If you have ever needed to determine whether pulling an FDA-regulated product from retail shelves is a “market withdrawal” or a “recall” you know that the line between these two terms at times is murky at best. So, it is no surprise that there has been some buzz recently about FDA’s October 23, 2013, update to the Agency’s Regulatory Procedures Manual (“RPM”), when FDA stated that “Section 7-5-1, 2(b) ‘Notes,’ was revised to clarify the term ‘market withdrawal.’”
As readers of our blog know, the RPM is a document that FDA uses as a guide when determining when and how to conduct domestic and foreign regulatory and enforcement actions. RPM Chapter 7 deals with recall procedures. FDA’s statements suggest that the RPM update “clarif[ies] the term ‘market withdrawal,’” but does it?
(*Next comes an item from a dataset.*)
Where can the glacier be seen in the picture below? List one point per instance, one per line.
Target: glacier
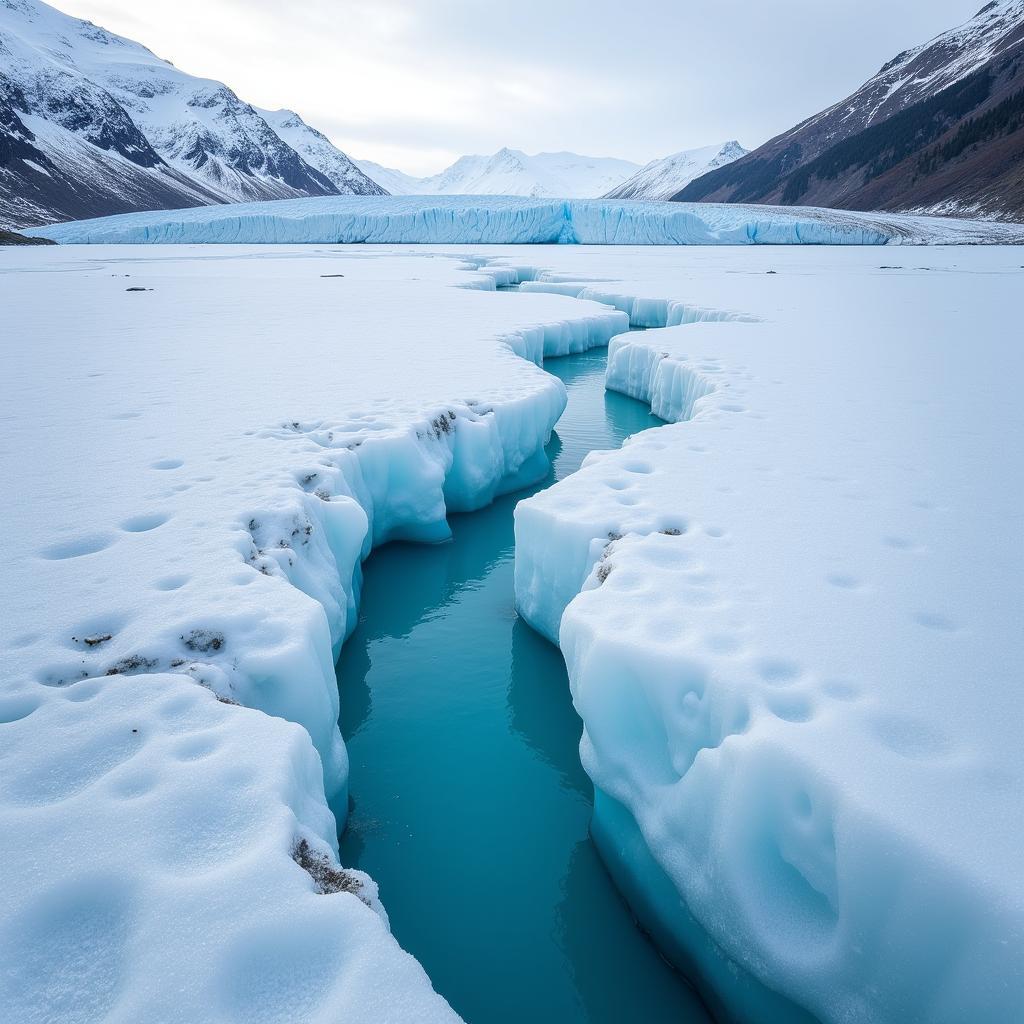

Let’s start, first, with FDA’s definition of a market withdrawal in its regulations. 21 C.F.R. § 7.3(j) defines “market withdrawal” as:
a firm’s removal or correction of a distributed product which involves a minor violation that would not be subject to legal action by the Food and Drug Administration or which involves no violation, e.g., normal stock rotation practices, routine equipment adjustments and repairs, etc.
A market withdrawal is not a recall, as the definition of “recall” itself points out. See 21 C.F.R. § 7.3(g) (“Recall does not include a market withdrawal or stock recovery.”). Before turning to the RPM, it makes sense to reflect on what a recall is.
Recall means a firm’s removal or correction of a marketed product that the Food and Drug Administration considers to be in violation of the laws it administers and against which the agency would initiate legal action, e.g., seizure.
Id. To recap: market withdrawals are removals or corrections of products with minor FDCA violations distributed in interstate commerce for which FDA wouldn’t initiate legal action; recalls involve more substantial violations of the FDCA for which FDA would consider initiating legal action. The problem, for regulators and the regulated alike, is determining what constitutes a minor violation and what does not. So it is not surprising that industry, including this blog, was excited to apparently gain additional clarity, however small, regarding this important issue based on FDA’s statement that it had clarified the definition of a market withdrawal.
For at least the last five years or so, RPM Section 7-5-1, 2(b) “Notes,” has used an example of products that had been tampered with, but not by the manufacturer or distributor, to elucidate a distinction between “market withdrawal” and “recall.” This version of the RPM stated that, when requested by the relevant FDA offices, companies should:
submit a Recall Recommendation for a product removal as a result of actual or alleged tampering with individual unit(s) where there is no evidence of manufacturer or distributor responsibility. The district should recommend the action be classified as a market withdrawal as, although the situation may present a health hazard, there is no one identified as responsible for the violation. This will allow documentation and monitoring of specific corrective actions meeting the market withdrawal definition but considered significant to the agency.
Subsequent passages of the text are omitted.